Yesterday, a new student at School of Coaching Mastery asked me what the difference was between positive psychology coaching and neuroscience coaching.
It's a great question because on the surface you wouldn't know.
He was deciding between our Certified Positive Psychology Coach® Program or our Certified Neuroscience Coach Program. These programs some modules in common and a few that are different. What they have most in common are beginner to master-level coaching skills with an evidence-based approach that also acknowledges the integrative power of various spiritual perspectives.

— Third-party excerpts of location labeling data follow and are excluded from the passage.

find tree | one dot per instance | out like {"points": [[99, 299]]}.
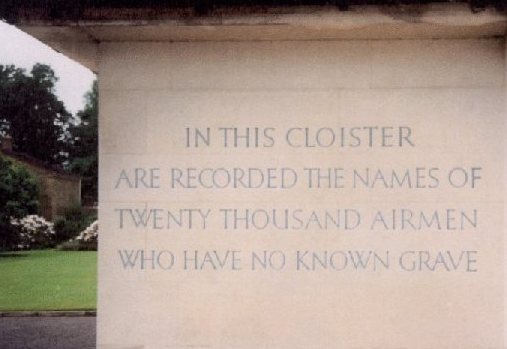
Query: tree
{"points": [[83, 159], [18, 198], [31, 113]]}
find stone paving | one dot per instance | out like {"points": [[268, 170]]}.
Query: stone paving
{"points": [[47, 332]]}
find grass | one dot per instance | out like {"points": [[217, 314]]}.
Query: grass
{"points": [[48, 280]]}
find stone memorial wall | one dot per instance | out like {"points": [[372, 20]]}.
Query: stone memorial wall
{"points": [[302, 194]]}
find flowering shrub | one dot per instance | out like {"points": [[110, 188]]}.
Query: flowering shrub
{"points": [[90, 234], [86, 240], [34, 232]]}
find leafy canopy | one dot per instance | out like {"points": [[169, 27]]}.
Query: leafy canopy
{"points": [[31, 113], [83, 159]]}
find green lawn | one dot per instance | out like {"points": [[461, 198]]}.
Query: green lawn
{"points": [[48, 280]]}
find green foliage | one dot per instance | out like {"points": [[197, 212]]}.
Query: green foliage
{"points": [[73, 222], [83, 159], [31, 113], [18, 198]]}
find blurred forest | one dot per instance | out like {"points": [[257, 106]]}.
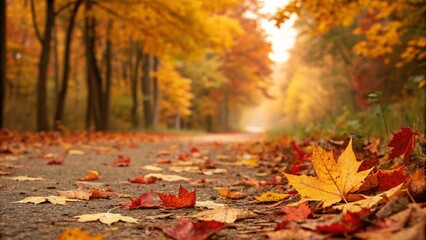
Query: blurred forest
{"points": [[201, 65]]}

Here are a few differences between positive psychology coaching and neuroscience coaching:
- The first difference is in the underlying philosophies of positive psychology and modern neuroscience, which have guided the trajectory of research and ultimately the types of interventions that are associated with each.. Early theories and research into positive psychology explored what Western philosophers, such as the early Greeks, had to say about happiness and living the good life, while many modern neuroscientists have explored Eastern contemplative philosophies, such as Buddhism.
- Because influential neuroscience researchers, Richard Davidson for example, have explored the contemplative nature of the brain, many resulting practices developed that strengthen inner qualities such as equanimity and the ability to be fully present. A person's behavior naturally changes when they experience these qualities. Positive psychology researchers, such as Barbara Fredrickson, have explored inner qualities, positivity for instance, but have also looked at how outer behaviors, such as performing acts of kindness, impact our inner experiences. Positive psychology tends to be more action-oriented and less contemplative.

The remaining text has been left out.